Alright y’all, sit your butts down…it’s time for some REGRESSION!
If you’ve ever gone to Yellowstone National Park, you likely stopped to watch Old Faithful shoot off its rather regular jet of water. In case you’ve never seen this display, have a video taken of an eruption in 2007:
(Side note: you can hear people frantically winding their disposable cameras throughout the video. Retro.)
What does Old Faithful have to do with regression, you ask?
Well, while the geyser is neither the largest nor the most regular in Yellowstone, it’s the biggest regular geyser. Its size, combined with the relative predictability of its eruptions, makes it a good geyser for tourists to check out, as park rangers are able to estimate when the eruptions might occur and thus inform people about them. And that’s where regression comes into play: by analyzing the relationship between the length of an Old Faithful eruption and the waiting time between eruptions, a regression equation can be created that can allow for someone armed with the length of the last eruption to predict the amount of waiting time until the next one. Let’s see how it’s done!*
Part 1: What is Regression?
(This is TOTALLY not comprehensive; it’s just a very brief description of what regression is. There are a lot of assumptions that must be met and a lot of little details that I left out, but I just wanted to give a short overview for anyone who’s like, “I know a little bit about what regression is, but I need a bit of a refresher.”)
Regression is a statistical technique used to describe the relationship between two variables that are thought to be linearly related. It’s a little like correlation in the sense that it can be used to determine the strength of the linear relationship between the variables (think of the relationship between height and weight; in general, the taller someone is, the more they’re likely to weigh, and this relationship is pretty linear). However, unlike correlation, regression requires that the person interested in the data designate one variable as the independent variable and one as the dependent variable. That is, one variable (the independent variable) causes change in the other variable (the dependent variable, “dependent” because its value is at least in part dependent on the changes of the independent variable). In the height/weight example, we can say that height is the independent variable and weight the dependent variable, as it makes intuitive sense to say that height affects weight (and it doesn’t really make sense to say that weight affects height).
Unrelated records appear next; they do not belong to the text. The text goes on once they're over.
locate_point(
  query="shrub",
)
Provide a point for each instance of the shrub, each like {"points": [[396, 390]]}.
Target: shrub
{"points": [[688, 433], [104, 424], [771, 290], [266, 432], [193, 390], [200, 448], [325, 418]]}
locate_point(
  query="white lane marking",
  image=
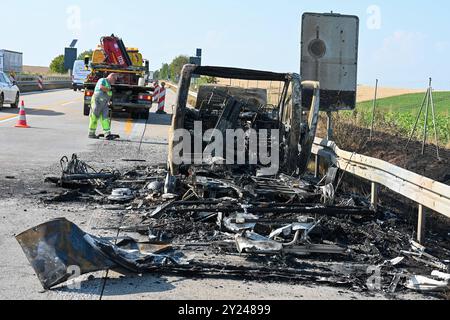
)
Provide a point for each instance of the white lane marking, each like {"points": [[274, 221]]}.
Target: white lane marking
{"points": [[138, 129], [10, 119], [67, 103]]}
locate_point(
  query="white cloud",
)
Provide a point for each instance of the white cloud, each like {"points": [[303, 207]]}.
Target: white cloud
{"points": [[402, 48], [442, 46]]}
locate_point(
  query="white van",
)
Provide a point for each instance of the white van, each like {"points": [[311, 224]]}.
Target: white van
{"points": [[79, 75]]}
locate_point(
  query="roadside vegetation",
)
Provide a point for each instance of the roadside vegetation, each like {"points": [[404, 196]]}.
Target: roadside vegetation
{"points": [[398, 115]]}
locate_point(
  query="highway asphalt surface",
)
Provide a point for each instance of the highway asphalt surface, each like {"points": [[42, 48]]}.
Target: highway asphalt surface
{"points": [[58, 128]]}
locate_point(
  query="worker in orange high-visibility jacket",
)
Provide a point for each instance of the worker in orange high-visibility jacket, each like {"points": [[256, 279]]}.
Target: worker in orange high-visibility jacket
{"points": [[162, 99], [156, 91], [100, 107]]}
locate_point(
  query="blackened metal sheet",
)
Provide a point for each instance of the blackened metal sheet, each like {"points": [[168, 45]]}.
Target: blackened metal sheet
{"points": [[53, 248], [243, 74]]}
What regression then allows us to do with these two variables is this: say we have 30 people for which we’ve measured both their heights and weights. We can use this information to construct an equation of a line—the regression line—that best describes the linear relationship between height and weight for these 30 people. We can then use this equation for inference. For example, say you wanted to estimate the weight for a person who was 6 feet tall. By plugging in the value of six feet into your regression equation, you can calculate the likely associated weight estimate.
In short, regression lets us do this: if we have two variables that we suspect have a linear relationship and we have some data available for those two variables, we can use the data to construct the equation of a line that best describes the linear relationship between the variables. We can then use the line to infer or estimate the value of the dependent variable based on any given value of the independent variable.
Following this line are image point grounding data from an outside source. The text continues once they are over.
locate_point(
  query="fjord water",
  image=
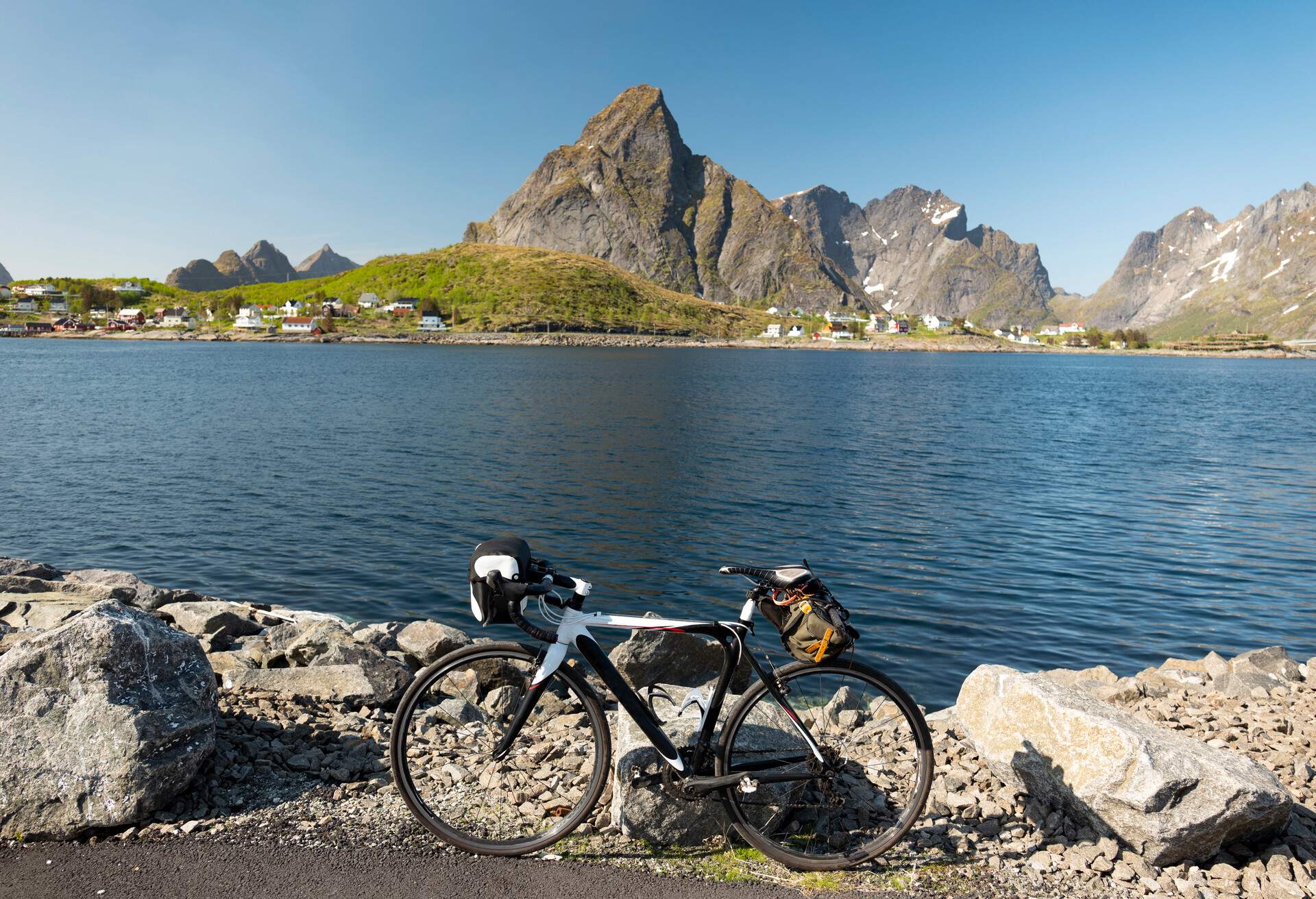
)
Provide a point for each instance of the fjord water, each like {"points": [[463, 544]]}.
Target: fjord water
{"points": [[1032, 511]]}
Part 2: Regression and Old Faithful
We can apply regression to Old Faithful in a useful way. Say you’re a park ranger at Yellowstone and you want to be able to tell tourists when they should start gathering around Old Faithful to watch it spout its water. You know that there’s a relationship between how long each eruption is and the subsequent waiting time until the next eruption. (For the sake of this example, let’s say you also know that this relationship is linear…which it is in real life.) So you want to create a regression equation that will let you predict waiting time from eruption time.
You get your hands on some data**—recorded eruption lengths (to the nearest .1 minute) and the subsequent waiting time (to the nearest minute) and you use this to build your regression equation! Let’s pretend you know how to do this in Excel or SPSS or R or something like that. The regression equation you get is as follows:
WaitingTime = 33.97 + 10.36*EruptionTime
What does this regression equation tell us? The main thing it tells us is that based on this data set, for every minute increase in the length of the eruption (EruptionTime), the waiting time (WaitingTime) until the next eruption increases by 10.36 minutes.
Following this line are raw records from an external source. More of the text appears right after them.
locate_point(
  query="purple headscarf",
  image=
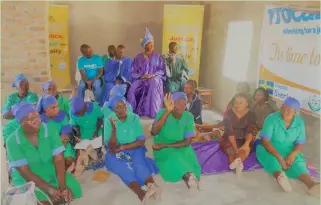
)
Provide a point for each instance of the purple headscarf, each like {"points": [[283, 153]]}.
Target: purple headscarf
{"points": [[112, 102], [44, 102], [18, 79], [45, 85], [65, 130], [77, 103], [179, 95]]}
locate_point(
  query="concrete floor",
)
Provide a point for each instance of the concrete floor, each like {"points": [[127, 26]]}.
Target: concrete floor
{"points": [[254, 188]]}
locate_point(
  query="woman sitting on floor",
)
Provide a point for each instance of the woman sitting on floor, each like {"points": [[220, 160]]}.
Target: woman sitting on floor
{"points": [[117, 90], [194, 102], [261, 106], [173, 130], [126, 156], [283, 137], [50, 88], [87, 119], [35, 153], [87, 116], [239, 125], [22, 95], [56, 119], [215, 131]]}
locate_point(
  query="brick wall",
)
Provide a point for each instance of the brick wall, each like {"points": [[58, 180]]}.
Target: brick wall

It also, of course, gives us a tool for predicting the waiting time for the next eruption following an eruption of any given length. For example, say the first eruption you observe on a Wednesday morning lasts for 2.9 minutes. Now that you’ve got your regression equation, you can set EruptionTime = 2.9 and solve the equation for the WaitingTime. In this case,
WaitingTime = 33.97 + 10.36*2.9 = 33.97 + 30.04 = 64.01
That means that you estimate the waiting time until the next eruption to be a little bit more than an hour. This is information you can use to help you do your job—telling tourists when the next eruption is likely.
Of course, no regression equation (and thus no prediction based off a regression equation) is perfect—I’ve read that people who try to predict eruptions based on regression equations are usually within a 10-minute margin, plus or minus—but it’s definitely a useful tool in my opinion. Plus it’s stats, so y’know…it’s cool automatically.
*I actually have no idea if Yellowstone officials actually have used regression to determine when to tell crowds to gather at the geyser; I can’t remember how it’s all even set up at the Old Faithful location, seeing as how I was like six years old when I saw it and Nate and I were thwarted in our efforts to see it a few weeks ago. But hey, any excuse to talk about stats, right?
**There are a decent number of Old Faithful datasets out there; I chose this one because it was easy to find and decently precise with regards to recording the durations.